Lesson #4. Don’t default to, “Can we have a meeting/call?”
In my Women’s Entrepreneurial Leadership class, mentors are assigned to students. These are busy, busy, busy women. So, I tell the students, “You want to meet with someone, get to know them. DON’T be lazy and default to the email where you say, ‘Can we have a meeting?’ This is a credibility sinker.” Why, they ask? “Because it makes you look junior varsity,” I tell them. “You have just let them know that you either a) Have no idea what it is to be maniacally busy or b) Don’t care.”
Lesson #5. Assume your audience has the attention span of a gnat
With complicated communications, I get creative. I will start my emails with “In this email” and bullets of what is below. I will even, by each bullet, say what is an “FYI” versus a “requires action.” Of course of course of course you MUST use the subject line of an email very strategically. I will often say their name, action required, and the topic in the subject. There CAN BE NO AMOUNT of communication spoonfeeding that is too much.
Lesson #6. Don’t be a user
What can YOU do for the person of which you’re asking something. I like to end meetings with, “How can I support you and your major initiatives? ” As you move up the chain and seek counsel of higher-ups, the assumption is THEY will be helping YOU. How refreshing to turn the tables and ask how you can help them?

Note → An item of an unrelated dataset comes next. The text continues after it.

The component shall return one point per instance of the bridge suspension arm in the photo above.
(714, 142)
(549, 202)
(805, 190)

Whether it’s keeping an eye out for an intern or giving a mini Twitter lesson, you’re never to young to offer help.
Lesson #7. Honor the middleman/middlewoman
Did someone “broker” the deal and get you in touch? Well follow up with them. I tend to keep an email folder called “introductions” so I can circle back with these connectors (who make the world go round, by the way) and tell them what happened as a result of their generous effort.
Lesson #8. Start with the formal
I fly in between academic and business communities. When I worked in the aging area, there were a lot of doctors. You need to know the rules of the industry and – within that – the preference of the person with whom you’re communicating.

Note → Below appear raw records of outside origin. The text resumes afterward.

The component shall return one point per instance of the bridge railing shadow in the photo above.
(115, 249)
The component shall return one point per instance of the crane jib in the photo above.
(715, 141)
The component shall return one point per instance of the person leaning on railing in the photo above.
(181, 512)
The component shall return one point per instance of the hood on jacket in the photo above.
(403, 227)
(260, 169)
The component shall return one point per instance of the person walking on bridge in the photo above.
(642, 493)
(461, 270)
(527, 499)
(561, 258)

You never want to be this person:
When what you need to be is this person:
How, and an example: If it’s a formal industry, or you’re not sure, just ask. Say, “How do you prefer to be addressed?” I ask this all the time of deans and doctors. I got yelled at (via email) by a researcher in the aging area for not addressing her with “Dr.” I had been introduced to her by a fellow member on the Alzheimer’s Association board on which I served, and defaulted to the informal (her first name). Well, this was COMPLETELY unacceptable and she let me know it. So, I always default to the formal until you know you can be informal.
Example 2: English is a dominant business language. Yet, anyone who speaks a foreign romance language knows there is a formal tense and, you always start with that. The person then tells you it’s okay to use the familiar (2nd person). We don’t have this in the U.S. Without going for the full-on Emily Post, I suggest we take some notes from more established cultures before we go too far in to the land of “c u ltr” and “ROTFL.”
PARTING THOUGHT: Is it “rude” or “getting things done”?
We capitalists love storming the castle and shaking things up. So, before I seem too prissy with my communication advice, I should say: Don’t be so constrained by rules that you don’t get anything done. What you’re trying to do is BUILD a RELATIONSHIP. Remember, it’s about the OTHER person and their preferences in building the RELATIONSHIP versus the arbitrary enforcing of rules.